産休ってどんな制度? 誰でも取得できる休みなの?
産休という言葉は出産前後の、特に働くママは当たり前のように使っていると思いますが、どんな制度か詳しく知っていて、誰かに聞かれたときに説明できるでしょうか? 産休は誰でも取得することができるのか、働いているママなら誰でも産休を取得できるのか、産休取得には他に条件があるのか、意外と知らない産休についてご紹介します。

産休は労働基準法で取得が義務づけられた休みです

産休の正式名称は「産前産後休業」と言います。その名の通り、働いている女性が出産の前後で取得することができる休みのことで、略して「産休」と呼ばれます。
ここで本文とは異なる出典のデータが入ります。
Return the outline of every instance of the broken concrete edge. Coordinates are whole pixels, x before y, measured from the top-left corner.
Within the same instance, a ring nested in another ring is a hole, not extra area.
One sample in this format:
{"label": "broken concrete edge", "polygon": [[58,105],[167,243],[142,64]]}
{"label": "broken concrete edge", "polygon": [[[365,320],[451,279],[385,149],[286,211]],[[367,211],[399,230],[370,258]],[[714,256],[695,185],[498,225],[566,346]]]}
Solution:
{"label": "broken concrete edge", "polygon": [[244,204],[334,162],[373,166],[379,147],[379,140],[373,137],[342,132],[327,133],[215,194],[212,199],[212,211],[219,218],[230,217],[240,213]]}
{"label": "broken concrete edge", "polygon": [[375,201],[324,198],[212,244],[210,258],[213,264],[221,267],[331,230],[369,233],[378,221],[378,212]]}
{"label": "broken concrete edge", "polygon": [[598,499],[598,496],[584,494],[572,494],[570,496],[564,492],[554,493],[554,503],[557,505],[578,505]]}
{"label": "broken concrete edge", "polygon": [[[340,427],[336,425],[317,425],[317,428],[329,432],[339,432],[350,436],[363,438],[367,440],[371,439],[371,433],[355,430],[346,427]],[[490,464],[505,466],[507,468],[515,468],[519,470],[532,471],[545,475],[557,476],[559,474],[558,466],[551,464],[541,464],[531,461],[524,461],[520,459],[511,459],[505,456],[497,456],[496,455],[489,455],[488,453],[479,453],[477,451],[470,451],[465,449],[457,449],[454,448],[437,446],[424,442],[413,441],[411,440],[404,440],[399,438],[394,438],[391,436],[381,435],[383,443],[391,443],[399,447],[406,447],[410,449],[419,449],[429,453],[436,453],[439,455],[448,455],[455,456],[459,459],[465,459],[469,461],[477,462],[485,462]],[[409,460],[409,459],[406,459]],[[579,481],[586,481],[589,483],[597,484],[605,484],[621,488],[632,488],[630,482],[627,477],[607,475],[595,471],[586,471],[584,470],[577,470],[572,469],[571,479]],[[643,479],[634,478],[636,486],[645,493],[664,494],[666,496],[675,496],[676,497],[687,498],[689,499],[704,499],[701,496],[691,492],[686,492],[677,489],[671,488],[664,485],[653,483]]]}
休みというと、個人の自由で長さを調整したり、忙しい人は取得しなかったりできるのかなと思いますが、産休は労働基準法という法律で取得が義務づけられている休みです。産前に42日、産後に56日、合計98日間の休みと法律で決まっており、必ず取得しなければいけません。双子など、2人以上の赤ちゃんを妊娠している場合の産休は産前が98日、合計154日に増えます

ちなみに、妊娠中の体調の関係や、里帰り出産で産前の42日よりも前にお休みに入る場合は、有給休暇を使います。復職するタイミングによっては産前に保有していた有給休暇の期限が切れてなくなってしまう可能性もあるので、仕事の引き継ぎなどを早めに終わらせ、有給休暇を全て消化して産休に入る方も多いようです。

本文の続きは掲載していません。